A successful GC, in the eyes of most of the GCs we talked to, has to be influential. Their voice has to be heard, both formally and informally, at the highest levels of the company. They should aim to be seen not merely as someone with the same strategic ambition as other executives, but as someone whose advice is essential to the achievement of corporate strategy.
The ultimate expression of that aim is for the GC not just to influence management but to determine the direction, values and culture of the business alongside, or as part of, management. If the company is a ship and the CEO is its captain, deciding its destination, then the GC should aspire to be the navigator, familiar with the shoals and tides, and the capabilities of the ship and its crew, and able to plot a course that reflects the risks and rewards ahead.
Some GCs find this easier to achieve than others, not least because different corporate models tend to be conducive to different degrees of influence. At the simplest and most obvious level, GCs who work in an empowering corporate structure or culture have an advantage over those who do not.
Whatever the corporate structure, though, this ambition requires the CEO and the rest of the company’s senior management to accept the GC in that role and to allow them – whether formally or otherwise, consciously or not – that degree of influence. GCs need to be aware of boardroom and executive politics and of where power is concentrated.
It would be wrong to assume that one corporate model is necessarily better than another in this respect. There will always be variance between individual companies. Establishing best practice in different, complex corporate structures – with different business models in different sectors – is not straightforward.
But in any model, a virtuous circle exists. If a GC who has built strong relationship foundations with senior management is able to use their influence to deal effectively with significant challenges, or to realise opportunities, then their influence grows. And as their influence grows it is increasingly easy to perform that proactive role. It’s a virtuous circle of proactivity and influence.

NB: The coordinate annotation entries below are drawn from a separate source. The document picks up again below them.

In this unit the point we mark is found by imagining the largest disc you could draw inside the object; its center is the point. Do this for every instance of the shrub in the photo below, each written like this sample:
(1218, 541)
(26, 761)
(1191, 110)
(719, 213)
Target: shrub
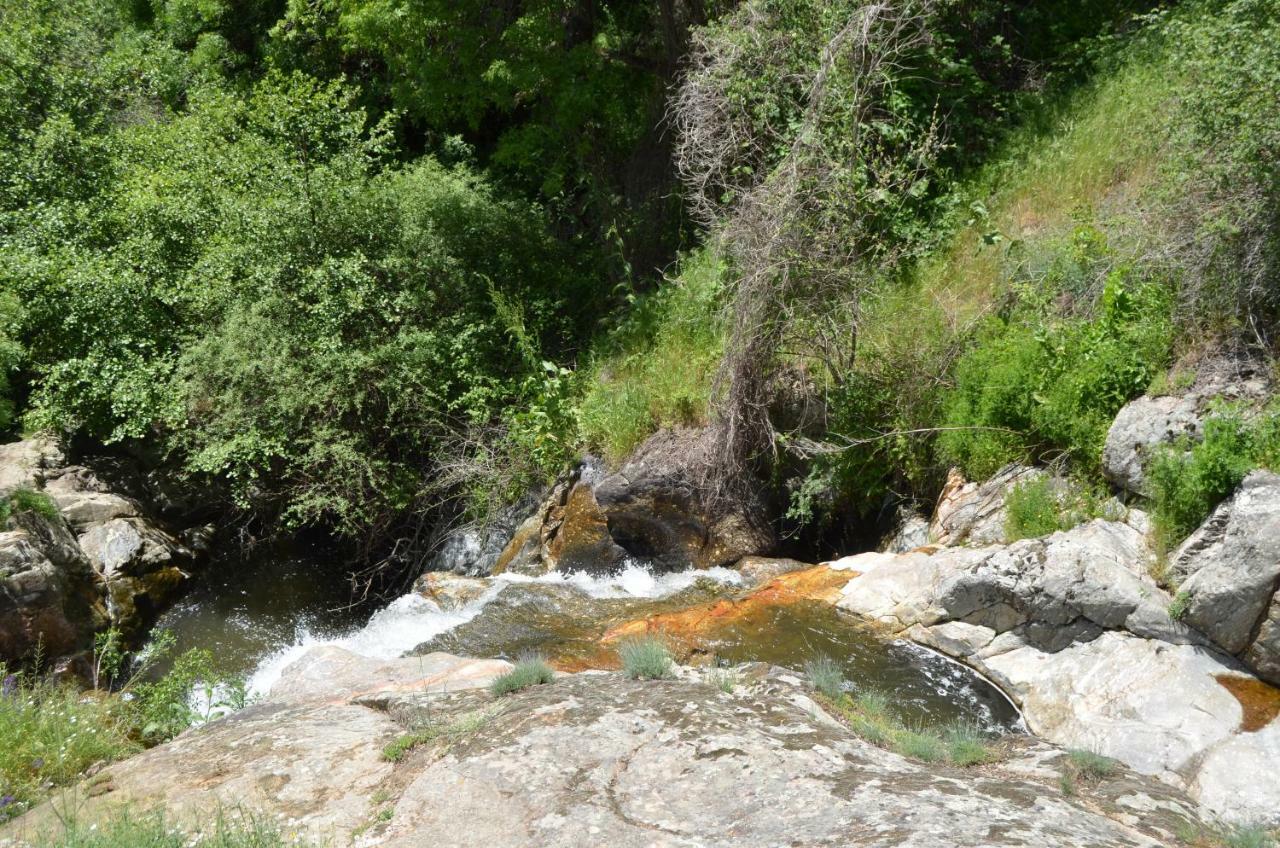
(50, 734)
(658, 364)
(529, 671)
(1038, 384)
(28, 501)
(826, 675)
(1179, 606)
(1032, 510)
(1089, 765)
(645, 659)
(1188, 479)
(967, 746)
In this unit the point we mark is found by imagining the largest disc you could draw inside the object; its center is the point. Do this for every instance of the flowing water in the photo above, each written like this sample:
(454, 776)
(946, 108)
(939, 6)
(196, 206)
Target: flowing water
(259, 616)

There is also, of course, the risk that a GC may find themselves in a non-virtuous circle of decline. If a GC establishes a degree of influence that is not backed up by their ability to deliver successfully (perhaps because of a lack of other skills), then that degree of influence will tend to be diminished over time. And the more it is diminished, the harder it will be for them to deliver successful outcomes.
In one sense these charts tell a positive story, with just over half of GCs enjoying more influence than they did when they took on their current role (or five years ago, for those who have been in post for longer).
Furthermore, most of the GCs in our survey believe they have strong influence at senior levels of their business. Looked at in a different way, though, the numbers suggest some weaknesses. More than one in eight of the GCs we surveyed believe their influence has actually decreased. And over one-third of GCs have retained their level of influence but have not been able to increase it. In a few cases (7%) that was because it was already at the highest level – but that still leaves over 40% of GCs who feel their influence at senior levels has either failed to increase or has diminished.